Integrating climate change concerns into disaster management planning: The case of Gorakhpur, India
Image courtesy iStock © Gawrav Sinha
Summary of Adaptation Challenge
Gorakhpur District is recognised as one of the most flood-prone districts in Eastern Uttar Pradesh, India. The data over the past 100 years show a considerable increase in the intensity and frequency of floods, which are now recurring every 3–4 years. Gorakhpur District is home to 4.4 million people, most of whom live in rural areas. Roughly 20% of the population is affected by floods, and in some areas, flooding has become an annual occurrence, causing huge loss of life, health and livelihoods for the poor inhabitants, and extensive damage to public and private property.
This case study, Integrating climate change concerns into disaster management planning: The case of Gorakhpur, India, by Shiraz A. Wajih of the Gorakhpur Environmental Action Group and Shashikant Chopde of the Institute of Social and Environmental Transition, describes how the programme implemented by START and CDKN is currently addressing many of these issues in Gorakhpur. It looks at how the programme was developed, what factors have contributed to its success, and evaluates how a climate mainstreaming programme such as Gorakhpur’s might inspire other local governments in a similar position.
- The District Disaster Management Plans created as a result of India’s Disaster Management Act (2005) can be an effective mechanism for promoting climate sensitive planning at district level.
- Integrating climate concerns in District Disaster Management Plans requires proper facilitation of the Shared Learning process with various departments at district level using the Climate Resilience Framework.
- The Shared Learning process is critical to developing the capacity of various departments to understand, appreciate, plan and respond to climate risks.
- Climate projections must be appropriately interpreted and presented in a way that fosters understanding of their implications for development programmes in various departments.

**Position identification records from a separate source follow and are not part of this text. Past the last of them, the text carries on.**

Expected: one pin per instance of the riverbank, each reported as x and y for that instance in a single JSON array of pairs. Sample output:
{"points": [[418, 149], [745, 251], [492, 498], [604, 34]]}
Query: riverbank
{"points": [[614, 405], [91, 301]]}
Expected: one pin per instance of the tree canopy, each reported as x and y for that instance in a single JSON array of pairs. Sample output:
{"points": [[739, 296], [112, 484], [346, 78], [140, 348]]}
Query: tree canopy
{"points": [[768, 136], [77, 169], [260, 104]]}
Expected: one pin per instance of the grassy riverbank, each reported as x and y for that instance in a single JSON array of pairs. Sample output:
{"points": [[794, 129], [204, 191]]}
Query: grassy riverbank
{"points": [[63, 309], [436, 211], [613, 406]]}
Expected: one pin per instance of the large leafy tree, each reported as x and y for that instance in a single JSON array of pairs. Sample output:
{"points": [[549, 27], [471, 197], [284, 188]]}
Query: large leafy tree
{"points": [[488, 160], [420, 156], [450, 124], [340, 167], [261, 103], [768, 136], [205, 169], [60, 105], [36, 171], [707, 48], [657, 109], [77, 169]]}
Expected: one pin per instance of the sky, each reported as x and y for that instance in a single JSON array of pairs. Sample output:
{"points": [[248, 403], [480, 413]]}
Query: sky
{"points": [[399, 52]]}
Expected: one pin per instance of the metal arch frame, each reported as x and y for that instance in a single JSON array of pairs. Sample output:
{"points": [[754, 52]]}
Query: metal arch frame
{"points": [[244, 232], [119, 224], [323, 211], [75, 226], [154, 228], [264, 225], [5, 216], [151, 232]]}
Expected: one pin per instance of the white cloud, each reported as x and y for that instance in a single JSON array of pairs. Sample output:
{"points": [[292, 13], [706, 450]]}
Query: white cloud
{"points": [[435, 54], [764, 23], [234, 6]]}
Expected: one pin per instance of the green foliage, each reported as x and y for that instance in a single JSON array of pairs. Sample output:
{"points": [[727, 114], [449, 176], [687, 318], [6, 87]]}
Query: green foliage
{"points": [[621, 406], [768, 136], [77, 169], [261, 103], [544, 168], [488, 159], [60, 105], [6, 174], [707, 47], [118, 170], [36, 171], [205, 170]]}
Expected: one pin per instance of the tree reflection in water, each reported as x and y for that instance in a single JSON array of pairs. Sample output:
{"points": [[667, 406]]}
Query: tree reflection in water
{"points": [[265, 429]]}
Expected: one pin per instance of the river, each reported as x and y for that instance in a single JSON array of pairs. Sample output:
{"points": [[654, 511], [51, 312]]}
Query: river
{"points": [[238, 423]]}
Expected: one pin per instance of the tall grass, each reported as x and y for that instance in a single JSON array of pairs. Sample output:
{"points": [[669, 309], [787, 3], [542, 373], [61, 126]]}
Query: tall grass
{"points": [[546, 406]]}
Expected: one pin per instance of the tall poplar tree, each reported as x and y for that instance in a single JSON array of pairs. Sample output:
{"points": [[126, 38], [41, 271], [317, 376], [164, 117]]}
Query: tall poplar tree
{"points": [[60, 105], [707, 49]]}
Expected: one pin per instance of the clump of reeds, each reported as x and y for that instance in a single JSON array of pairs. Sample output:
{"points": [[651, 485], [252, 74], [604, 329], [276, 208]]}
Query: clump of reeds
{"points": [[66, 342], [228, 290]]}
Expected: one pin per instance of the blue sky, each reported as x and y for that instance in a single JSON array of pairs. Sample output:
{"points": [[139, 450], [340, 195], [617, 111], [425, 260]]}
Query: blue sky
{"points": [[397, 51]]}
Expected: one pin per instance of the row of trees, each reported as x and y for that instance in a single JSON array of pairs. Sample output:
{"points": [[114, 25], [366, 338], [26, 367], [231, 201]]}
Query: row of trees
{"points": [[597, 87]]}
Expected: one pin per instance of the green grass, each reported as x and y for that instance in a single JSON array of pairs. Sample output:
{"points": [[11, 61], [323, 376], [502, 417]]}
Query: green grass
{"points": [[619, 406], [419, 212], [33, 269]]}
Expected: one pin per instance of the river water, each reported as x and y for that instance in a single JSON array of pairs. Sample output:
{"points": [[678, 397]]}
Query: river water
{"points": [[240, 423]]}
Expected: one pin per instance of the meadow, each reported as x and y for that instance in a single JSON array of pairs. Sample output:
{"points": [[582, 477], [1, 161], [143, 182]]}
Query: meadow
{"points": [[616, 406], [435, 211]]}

Because of the key enabling factors highlighted above, the programme was able to exceed its initial goals. But it also faced some challenges at the district level:
1. Lack of comprehensive understand- ing of vulnerability and its contributing factors, as well as a lack of a clear and systematic plan in departments to collect and synthesise data on vulnerability.
Strategy: The programme worked with various departments (including the lowest-ranked officers at the village level) directly through the iterative SLD consultations, facilitating joint understanding of vulnerability issues from the Climate Resilience Framework lens, and analysing departmental and inter-departmental issues related to vulnerability. Further, the DDMP and various departmentplans have been revised to incorporate data collection on impacts, damages and losses to department plans have been revised to incorporate data collection on impacts, damages and losses to department infrastructure in all future flooding and in the district.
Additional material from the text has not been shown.